Ryft Pay incident

Elevated API errors

Major Resolved View vendor source →

Ryft Pay experienced a major incident on November 24, 2025 affecting Payments API, lasting 15m. The incident has been resolved; the full update timeline is below.

Started
Nov 24, 2025, 05:40 PM UTC
Resolved
Nov 24, 2025, 05:55 PM UTC
Duration
15m
Detected by Pingoru
Nov 24, 2025, 05:40 PM UTC

Affected components

Payments API

Update timeline

  1. investigating Nov 24, 2025, 05:51 PM UTC

    We are currently investigating this issue.

  2. identified Nov 24, 2025, 05:51 PM UTC

    The issue has been identified and a fix is being implemented.

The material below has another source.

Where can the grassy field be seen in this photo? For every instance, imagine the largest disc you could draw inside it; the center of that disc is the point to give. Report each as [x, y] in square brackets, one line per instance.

  3. monitoring Nov 24, 2025, 05:51 PM UTC

    The elevated error rates lasting approx 20 minutes have now been resolved. We apologise for any inconvenience caused

  4. resolved Nov 24, 2025, 05:55 PM UTC

    The incident has now been resolved.

  5. postmortem Nov 25, 2025, 09:30 AM UTC

    **Summary** The root cause of the incident was due to a faulty configuration update during a deployment. This lead to a period of time whereby the deployment partially served traffic prior to being classified as unhealthy. The impacted API resources were as follows: * `v1/payment-sessions` **Timeline** The erroneous deployment went live at 5:21pm UTC. Live traffic was switched to the new instances at 5:23pm. On-site developers noticed elevated errors originating from the new nodes at 5:25pm and initiated a rollback at 5:30pm. The rollback was completed at 5:49pm and saw an instant reduction of the errors introduced by the previous deployment. The total impact time was approx 25 minutes. **What are we doing about it?** * Developers have introduced additional measures to detect faulty configuration updates. These steps will prevent bad configuration being deployable going forward. * Improvements to our rollback policies will ensure a more timely rollback in the future * The team will make adjustments to our rolling deployments whereby live traffic will be served for a longer period of time prior to being switched over to the latest deployed instances. This gives a larger window of time in which bad updates can be detected and averted before impacting our customers.